Isolating and understanding concurrency errors using reconstructed execution fragments

  • Authors:
  • Brandon Lucia;Benjamin P. Wood;Luis Ceze

  • Affiliations:
  • University of Washington, Seattle, WA, USA;University of Washington, Seattle, WA, USA;University of Washington, Seattle, WA, USA

  • Venue:
  • Proceedings of the 32nd ACM SIGPLAN conference on Programming language design and implementation
  • Year:
  • 2011

Quantified Score

Hi-index 0.00

Visualization

Abstract

In this paper we propose Recon, a new general approach to concurrency debugging. Recon goes beyond just detecting bugs, it also presents to the programmer short fragments of buggy execution schedules that illustrate how and why bugs happened. These fragments, called reconstructions, are inferred from inter-thread communication surrounding the root cause of a bug and significantly simplify the process of understanding bugs.
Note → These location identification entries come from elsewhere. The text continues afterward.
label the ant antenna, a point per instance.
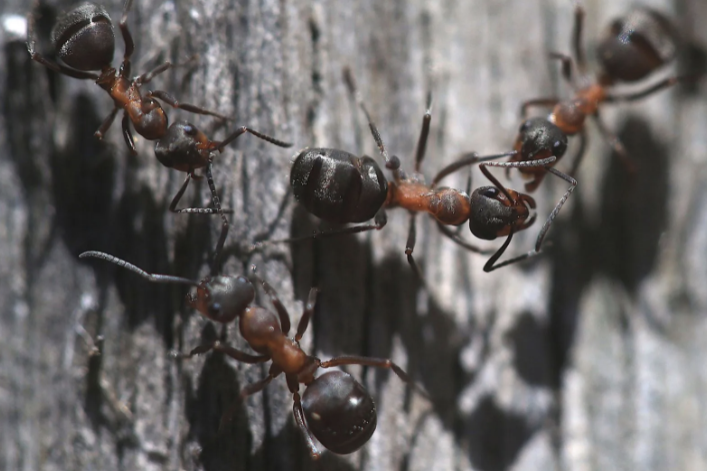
(129, 266)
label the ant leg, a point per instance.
(307, 314)
(127, 38)
(155, 278)
(224, 221)
(583, 137)
(375, 362)
(380, 220)
(127, 135)
(391, 163)
(577, 39)
(470, 158)
(424, 133)
(616, 144)
(410, 246)
(668, 82)
(537, 102)
(234, 353)
(456, 238)
(566, 66)
(106, 124)
(299, 418)
(556, 209)
(173, 205)
(174, 103)
(489, 265)
(275, 300)
(243, 129)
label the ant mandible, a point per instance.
(334, 407)
(337, 186)
(83, 39)
(633, 48)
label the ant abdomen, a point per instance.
(337, 186)
(339, 412)
(84, 39)
(636, 45)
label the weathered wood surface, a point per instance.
(590, 358)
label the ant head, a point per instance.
(83, 38)
(539, 138)
(339, 412)
(494, 215)
(337, 186)
(223, 298)
(636, 45)
(184, 147)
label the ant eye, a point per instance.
(490, 192)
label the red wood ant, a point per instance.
(185, 148)
(337, 186)
(634, 47)
(83, 39)
(334, 408)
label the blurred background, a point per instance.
(588, 357)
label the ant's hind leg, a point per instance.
(174, 103)
(410, 247)
(377, 363)
(556, 209)
(577, 45)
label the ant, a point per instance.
(337, 186)
(334, 407)
(84, 40)
(185, 148)
(633, 48)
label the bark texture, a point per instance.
(591, 357)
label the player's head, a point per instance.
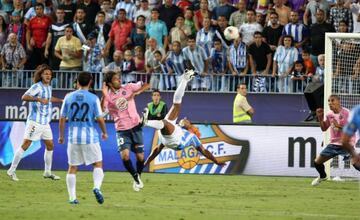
(84, 79)
(334, 103)
(156, 97)
(112, 80)
(43, 73)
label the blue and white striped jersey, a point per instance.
(38, 112)
(188, 139)
(81, 108)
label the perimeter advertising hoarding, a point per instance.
(247, 149)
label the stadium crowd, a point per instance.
(280, 49)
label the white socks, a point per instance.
(48, 161)
(157, 124)
(98, 176)
(71, 185)
(16, 160)
(179, 92)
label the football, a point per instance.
(231, 33)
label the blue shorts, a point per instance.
(128, 139)
(332, 150)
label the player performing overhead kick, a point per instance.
(177, 136)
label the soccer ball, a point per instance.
(231, 33)
(188, 157)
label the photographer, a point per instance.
(13, 57)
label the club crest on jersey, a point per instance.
(121, 103)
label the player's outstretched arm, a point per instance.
(153, 154)
(208, 155)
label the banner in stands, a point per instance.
(246, 149)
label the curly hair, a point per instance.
(39, 71)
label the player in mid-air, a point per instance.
(82, 108)
(40, 99)
(335, 119)
(348, 133)
(177, 136)
(119, 101)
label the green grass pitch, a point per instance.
(178, 196)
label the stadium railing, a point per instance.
(211, 83)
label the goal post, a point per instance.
(342, 56)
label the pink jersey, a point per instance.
(342, 119)
(121, 106)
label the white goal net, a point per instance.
(342, 77)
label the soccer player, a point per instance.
(335, 119)
(40, 99)
(119, 101)
(348, 133)
(177, 136)
(82, 108)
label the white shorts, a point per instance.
(35, 131)
(79, 154)
(173, 140)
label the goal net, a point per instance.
(342, 77)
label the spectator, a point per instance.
(242, 111)
(317, 35)
(189, 20)
(128, 68)
(119, 32)
(109, 12)
(128, 6)
(138, 33)
(81, 26)
(116, 65)
(168, 13)
(17, 27)
(13, 57)
(157, 108)
(298, 77)
(36, 35)
(196, 58)
(260, 62)
(144, 10)
(94, 59)
(202, 13)
(311, 11)
(223, 9)
(69, 10)
(355, 10)
(248, 29)
(283, 11)
(320, 70)
(157, 29)
(238, 17)
(284, 58)
(32, 11)
(56, 31)
(297, 30)
(175, 61)
(219, 64)
(91, 9)
(139, 60)
(238, 62)
(340, 13)
(273, 32)
(180, 32)
(3, 31)
(204, 37)
(68, 50)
The key idea in Recon is to monitor executions and build graphs that encode inter-thread communication with enough context information to build reconstructions. Recon leverages reconstructions built from multiple application executions and uses machine learning to identify which ones illustrate the root cause of a bug. Recon's approach is general because it does not rely on heuristics specific to any type of bug, application, or programming model. Therefore, it is able to deal with single- and multiple-variable concurrency bugs regardless of their type (e.g., atomicity violation, ordering, etc). To make graph collection efficient, Recon employs selective monitoring and allows metadata information to be imprecise without compromising accuracy. With these optimizations, Recon's graph collection imposes overheads typically between 5x and 20x for both C/C++ and Java programs, with overheads as low as 13% in our experiments. We evaluate Recon with buggy applications, and show it produces reconstructions that include all code points involved in bugs' causes, and presents them in an accurate order. We include a case study of understanding and fixing a previously unresolved bug to showcase Recon's effectiveness.